De rente wordt toegewezen, omdat CE genoeg heeft gesteld waaruit volgt dat deze moet worden betaald en [gedaagde01] dat niet heeft betwist.
Proceskosten
2.15.
[gedaagde01] krijgt ongelijk en moet daarom de proceskosten betalen (artikel 237 Rv). De kantonrechter stelt deze kosten aan de kant van CE tot vandaag vast op € 108,00 aan dagvaardingskosten, € 128,00 aan griffierecht, € 78,00 aan salaris voor de gemachtigde (2 punten × € 39,00) en € 19,50 aan nakosten (½ punt × € 39,00). Dit is totaal € 333,50. Hier kan nog een bedrag bijkomen als de uitspraak wordt betekend.

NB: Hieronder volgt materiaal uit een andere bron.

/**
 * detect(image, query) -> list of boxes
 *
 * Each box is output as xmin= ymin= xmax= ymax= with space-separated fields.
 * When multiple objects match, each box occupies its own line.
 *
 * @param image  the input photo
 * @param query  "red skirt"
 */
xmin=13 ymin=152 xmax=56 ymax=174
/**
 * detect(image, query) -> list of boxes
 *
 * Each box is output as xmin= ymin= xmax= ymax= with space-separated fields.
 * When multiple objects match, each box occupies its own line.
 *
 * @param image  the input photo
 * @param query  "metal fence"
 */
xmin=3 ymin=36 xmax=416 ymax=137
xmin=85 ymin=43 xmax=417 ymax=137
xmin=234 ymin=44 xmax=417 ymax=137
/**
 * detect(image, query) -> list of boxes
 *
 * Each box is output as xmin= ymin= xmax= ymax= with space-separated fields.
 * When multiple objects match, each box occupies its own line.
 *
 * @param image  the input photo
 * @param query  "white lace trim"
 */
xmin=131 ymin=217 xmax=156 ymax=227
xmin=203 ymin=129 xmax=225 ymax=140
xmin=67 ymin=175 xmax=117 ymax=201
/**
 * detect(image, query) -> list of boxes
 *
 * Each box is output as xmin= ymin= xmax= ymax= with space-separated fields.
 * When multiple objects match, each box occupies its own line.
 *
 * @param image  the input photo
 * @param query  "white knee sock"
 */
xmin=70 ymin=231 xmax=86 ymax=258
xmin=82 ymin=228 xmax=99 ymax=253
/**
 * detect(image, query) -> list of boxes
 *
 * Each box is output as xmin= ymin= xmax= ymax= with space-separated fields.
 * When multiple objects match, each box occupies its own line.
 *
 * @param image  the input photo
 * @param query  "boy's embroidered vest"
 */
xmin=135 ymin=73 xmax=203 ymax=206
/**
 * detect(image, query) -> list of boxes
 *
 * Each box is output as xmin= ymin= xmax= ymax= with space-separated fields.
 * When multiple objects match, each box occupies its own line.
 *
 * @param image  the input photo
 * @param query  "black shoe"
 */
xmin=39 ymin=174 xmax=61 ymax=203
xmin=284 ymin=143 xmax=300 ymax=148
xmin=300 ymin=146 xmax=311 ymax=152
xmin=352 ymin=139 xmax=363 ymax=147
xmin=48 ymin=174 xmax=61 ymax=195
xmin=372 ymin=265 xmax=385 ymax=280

Uitvoerbaarheid bij voorraad
2.16.
Dit vonnis wordt uitvoerbaar bij voorraad verklaard (artikel 233 Rv).

3.De beslissing

De kantonrechter:
3.1.
veroordeelt [gedaagde01] om aan CE te betalen € 233,55 met de wettelijke rente zoals bedoeld in artikel 6:119 BW over een bedrag van € 193,55 vanaf de vervaldatum van de facturen tot de dag dat volledig is betaald;
3.2.
veroordeelt [gedaagde01] in de proceskosten, die aan de kant van CE tot vandaag worden vastgesteld op € 333,50;
3.3.
verklaart dit vonnis uitvoerbaar bij voorraad;
3.4.
wijst al het andere af.
Dit vonnis is gewezen door mr. E.I. Mentink en in het openbaar uitgesproken.